Should growers make a mesh in horticultural operations?

Oct. 1, 2021
HortiCann speaker provides food for thought on forward-thinking connectivity strategy in controlled environment agriculture.

The live portion of the HortiCann Light + Tech Conference took place this week (Sept. 28-29, 2021), and we learned so much from the curated program of speakers. I stuck a pencil behind my ear, took a brief downward dog pose to get the blood rushing to my brain, and slammed out two conference reports for you already (see Day 1 and Day 2 wrap-ups).

One item I held back from the Day 2 program report was the discussion of Bluetooth mesh connectivity by Silvair’s Rafal Han, and that was by design for this blog. For those of you who did not attend, Han’s presentation began from a stance of where Bluetooth Mesh started and closed with where it is going and how it can support horticultural applications, but at the timing of the event the company did not yet have completed case studies to summarize from customer projects.

Now, most of us are familiar with the personal device-driven roots of Bluetooth communication headphones, smartphones, speakers, and such as Han described. But I was a bit taken aback myself when he cited the Bluetooth Special Interest Group (SIG) forecast that states Bluetooth today is the fastest growing wireless standard, with an expected 6.4 billion worldwide shipments anticipated by 2025. That’s very interesting. Of course I would expect some of that growth to be due to more personal devices and connected home and car systems. But there remains plenty of commercial opportunity in Bluetooth connectivity, as our contributor Henry Wong of the Bluetooth SIG wrote earlier this year. In fact, Han said, Silvair began to focus on building on new Bluetooth-compatible software and interoperable device efforts across vendor partnerships in 2014 and became a member of the Bluetooth SIG.
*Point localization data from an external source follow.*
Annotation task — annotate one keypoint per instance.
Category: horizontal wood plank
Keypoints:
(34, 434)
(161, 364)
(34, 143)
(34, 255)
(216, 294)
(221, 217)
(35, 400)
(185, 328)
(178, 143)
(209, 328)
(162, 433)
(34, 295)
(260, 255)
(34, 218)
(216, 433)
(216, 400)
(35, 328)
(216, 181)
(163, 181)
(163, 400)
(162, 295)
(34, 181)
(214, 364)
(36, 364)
“Why back the blue?” you may ask. It’s a fair question. To answer that, Han noted the mesh architecture’s level of security, reliability, robustness, interoperability, scalability, and ease of commissioning and use. The aforementioned ubiquity of Bluetooth is another handy point “We’re keeping commissioning devices in our pockets,” he said, motioning to his smartphone. Robust software features for commissioning Bluetooth networks are available; in fact, Silvair was a part of a controls-focused project that won a Design Excellence award of recognition under our Sapphire Awards program this year (see all the winners or you can read the case study for this commercial lighting and controls project in more detail). Another benefit is the ability to pre-commission many of the connected devices for the lighting network prior to full on-site installation, which means fewer commercial business disruptions.

And how does this “mesh” into the area of controlled environmental agriculture (CEA)? The fact is that CEA is very competitive, can be very costly, and is a large consumer of energy, Han stated. And ever more stringent energy policies will make their mark on AgTech systems and horticultural lighting, especially with coming code changes to California Title 24 regulations. “We need data and sensor networks to make better decisions” within CEA operations, he said. Wireless connectivity via a self-healing network technology can be a real boon to growers looking to establish best practices; control light mixes, levels, and schedules; improve resource management; and perhaps even qualify for energy efficiency incentives.

I can’t see a downside right now. Can you?